GC involved in a merger control review with the potential for an adverse MOFCOM ruling will wish to familiarize themselves with the various remedies available under the Revised Rules with a view toward developing a strategy for negotiating a solution to enable the concentration to proceed.

MLR Issues Implementing Rules for National Property Registration System

On 26 March 2015 the Ministry of Land and Resources (MLR) circulated a draft of the Implementing Rules of the Interim Regulations on the Registration of Immovable Assets 2015 for public comment. The Draft Implementing Rules, together with the Interim Regulations on Real Estate Registration 2014, which took effect 1 March 2015, will lead to the establishment of a nationwide real property registration system in China.
The current registration system is administered by a number of government authorities largely based on different local rules. For example, the land use rights and building ownership of a property may be jointly or separately administered depending on the locality. In cities where the registration is separately administered, searches must be conducted on separate registries at the relevant government authorities (for example, at the MLR for land use rights and at Ministry of Housing and Urban-Rural Development for building ownership).
The new system, which is currently being led by a single regulator, i.e. the MLR, involves a unified registration system which was launched in Xuzhou, Luzhou, Qingdao and other cities in March, with other cities including Nanjing, Ningbo and Zhengzhou to follow.
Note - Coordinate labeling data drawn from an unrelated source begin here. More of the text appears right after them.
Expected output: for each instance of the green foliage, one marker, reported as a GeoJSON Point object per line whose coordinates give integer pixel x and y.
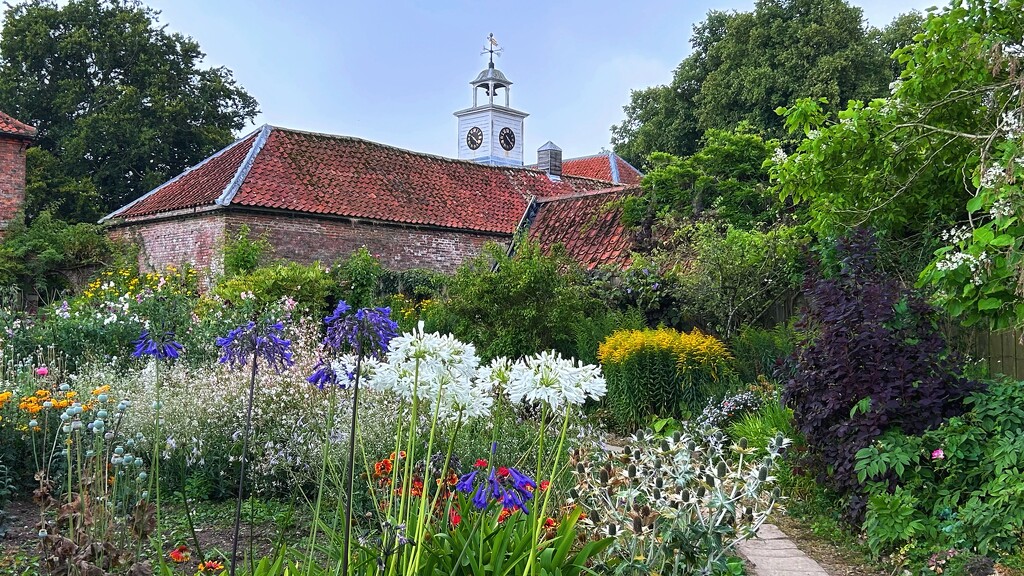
{"type": "Point", "coordinates": [515, 305]}
{"type": "Point", "coordinates": [44, 257]}
{"type": "Point", "coordinates": [359, 279]}
{"type": "Point", "coordinates": [663, 372]}
{"type": "Point", "coordinates": [725, 178]}
{"type": "Point", "coordinates": [310, 287]}
{"type": "Point", "coordinates": [121, 103]}
{"type": "Point", "coordinates": [761, 352]}
{"type": "Point", "coordinates": [244, 254]}
{"type": "Point", "coordinates": [943, 150]}
{"type": "Point", "coordinates": [744, 64]}
{"type": "Point", "coordinates": [956, 486]}
{"type": "Point", "coordinates": [760, 427]}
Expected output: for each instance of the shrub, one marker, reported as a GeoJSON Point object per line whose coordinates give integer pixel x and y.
{"type": "Point", "coordinates": [761, 352]}
{"type": "Point", "coordinates": [869, 359]}
{"type": "Point", "coordinates": [958, 484]}
{"type": "Point", "coordinates": [515, 305]}
{"type": "Point", "coordinates": [662, 371]}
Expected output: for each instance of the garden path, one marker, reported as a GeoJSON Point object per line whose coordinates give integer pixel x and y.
{"type": "Point", "coordinates": [773, 553]}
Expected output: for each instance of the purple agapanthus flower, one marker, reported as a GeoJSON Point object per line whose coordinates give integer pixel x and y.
{"type": "Point", "coordinates": [262, 340]}
{"type": "Point", "coordinates": [324, 375]}
{"type": "Point", "coordinates": [162, 346]}
{"type": "Point", "coordinates": [365, 333]}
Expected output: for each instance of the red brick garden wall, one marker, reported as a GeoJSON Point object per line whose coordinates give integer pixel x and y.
{"type": "Point", "coordinates": [306, 239]}
{"type": "Point", "coordinates": [11, 179]}
{"type": "Point", "coordinates": [193, 239]}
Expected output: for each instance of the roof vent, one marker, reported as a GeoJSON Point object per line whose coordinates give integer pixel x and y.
{"type": "Point", "coordinates": [549, 159]}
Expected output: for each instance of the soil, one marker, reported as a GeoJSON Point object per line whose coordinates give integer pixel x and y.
{"type": "Point", "coordinates": [19, 536]}
{"type": "Point", "coordinates": [835, 560]}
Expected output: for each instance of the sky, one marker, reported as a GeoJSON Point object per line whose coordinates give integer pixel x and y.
{"type": "Point", "coordinates": [394, 71]}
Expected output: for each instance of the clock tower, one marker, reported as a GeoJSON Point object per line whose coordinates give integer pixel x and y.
{"type": "Point", "coordinates": [491, 132]}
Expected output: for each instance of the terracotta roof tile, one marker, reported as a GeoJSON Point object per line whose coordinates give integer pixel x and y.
{"type": "Point", "coordinates": [10, 126]}
{"type": "Point", "coordinates": [606, 166]}
{"type": "Point", "coordinates": [339, 175]}
{"type": "Point", "coordinates": [591, 231]}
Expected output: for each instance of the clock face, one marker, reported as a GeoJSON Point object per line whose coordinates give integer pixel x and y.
{"type": "Point", "coordinates": [474, 137]}
{"type": "Point", "coordinates": [507, 138]}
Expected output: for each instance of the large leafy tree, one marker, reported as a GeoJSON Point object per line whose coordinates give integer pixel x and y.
{"type": "Point", "coordinates": [942, 153]}
{"type": "Point", "coordinates": [744, 65]}
{"type": "Point", "coordinates": [121, 104]}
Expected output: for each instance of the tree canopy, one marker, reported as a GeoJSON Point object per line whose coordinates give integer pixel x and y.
{"type": "Point", "coordinates": [744, 65]}
{"type": "Point", "coordinates": [120, 103]}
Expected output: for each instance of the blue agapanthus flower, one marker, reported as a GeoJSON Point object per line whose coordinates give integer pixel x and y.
{"type": "Point", "coordinates": [163, 346]}
{"type": "Point", "coordinates": [262, 340]}
{"type": "Point", "coordinates": [507, 487]}
{"type": "Point", "coordinates": [367, 332]}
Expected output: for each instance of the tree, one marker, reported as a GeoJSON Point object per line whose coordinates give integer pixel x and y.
{"type": "Point", "coordinates": [747, 64]}
{"type": "Point", "coordinates": [121, 104]}
{"type": "Point", "coordinates": [942, 153]}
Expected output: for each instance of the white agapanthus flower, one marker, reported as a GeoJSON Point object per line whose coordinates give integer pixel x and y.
{"type": "Point", "coordinates": [554, 380]}
{"type": "Point", "coordinates": [438, 370]}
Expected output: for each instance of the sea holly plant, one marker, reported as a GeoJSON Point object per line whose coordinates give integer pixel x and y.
{"type": "Point", "coordinates": [679, 504]}
{"type": "Point", "coordinates": [256, 340]}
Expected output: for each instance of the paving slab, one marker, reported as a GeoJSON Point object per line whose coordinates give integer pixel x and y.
{"type": "Point", "coordinates": [773, 553]}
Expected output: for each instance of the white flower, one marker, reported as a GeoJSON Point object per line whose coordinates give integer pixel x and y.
{"type": "Point", "coordinates": [550, 378]}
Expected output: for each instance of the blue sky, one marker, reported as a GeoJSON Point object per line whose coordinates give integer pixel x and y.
{"type": "Point", "coordinates": [394, 71]}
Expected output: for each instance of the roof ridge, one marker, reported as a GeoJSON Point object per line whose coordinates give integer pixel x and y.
{"type": "Point", "coordinates": [247, 163]}
{"type": "Point", "coordinates": [176, 178]}
{"type": "Point", "coordinates": [585, 194]}
{"type": "Point", "coordinates": [530, 168]}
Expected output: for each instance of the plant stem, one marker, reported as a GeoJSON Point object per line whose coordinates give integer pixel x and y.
{"type": "Point", "coordinates": [350, 476]}
{"type": "Point", "coordinates": [242, 467]}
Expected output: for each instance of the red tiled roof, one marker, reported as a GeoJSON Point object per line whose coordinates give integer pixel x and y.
{"type": "Point", "coordinates": [591, 232]}
{"type": "Point", "coordinates": [605, 166]}
{"type": "Point", "coordinates": [10, 126]}
{"type": "Point", "coordinates": [339, 175]}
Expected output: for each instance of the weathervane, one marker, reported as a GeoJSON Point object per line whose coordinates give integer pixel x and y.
{"type": "Point", "coordinates": [492, 48]}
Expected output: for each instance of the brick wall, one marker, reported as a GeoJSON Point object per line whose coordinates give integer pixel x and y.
{"type": "Point", "coordinates": [306, 239]}
{"type": "Point", "coordinates": [11, 179]}
{"type": "Point", "coordinates": [192, 239]}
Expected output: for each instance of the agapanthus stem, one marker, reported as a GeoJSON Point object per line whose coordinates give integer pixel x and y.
{"type": "Point", "coordinates": [242, 466]}
{"type": "Point", "coordinates": [349, 471]}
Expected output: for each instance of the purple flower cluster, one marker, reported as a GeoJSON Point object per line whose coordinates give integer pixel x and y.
{"type": "Point", "coordinates": [365, 333]}
{"type": "Point", "coordinates": [262, 340]}
{"type": "Point", "coordinates": [163, 346]}
{"type": "Point", "coordinates": [508, 487]}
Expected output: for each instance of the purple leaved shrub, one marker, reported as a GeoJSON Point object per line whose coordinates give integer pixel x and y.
{"type": "Point", "coordinates": [869, 358]}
The new system is expected to be fully implemented nationwide by 2020. Any rights holder or other "interested party" will be permitted to conduct a property search, and registration information will be shared among government agencies, including the tax and public security authorities. The move is seen as a possible precursor to a real estate tax and as a tool in the government’s anti-corruption campaign, but it remains to be seen whether it will significantly aid court enforcement actions. In the view of Rico Chan, a real estate partner at Baker & McKenzie in Hong Kong, "this unified registration of various types of immovable property rights should help to reduce transaction risks, but some systemic risks (such as the possibility of an intervening court attachment order in the middle of a transaction) remain."

Action items

GC across all sectors may wish to keep a close eye on the progress of this new system as this will not only affect the perfection of security over immovable assets but will also affect every company that acquires or leases offices in China. All GC responsible for China operations will need to familiarise themselves with the process of conducting a comprehensive search of the new property register to find out whether any prior mortgage or prior lease has been registered against their proposed China office.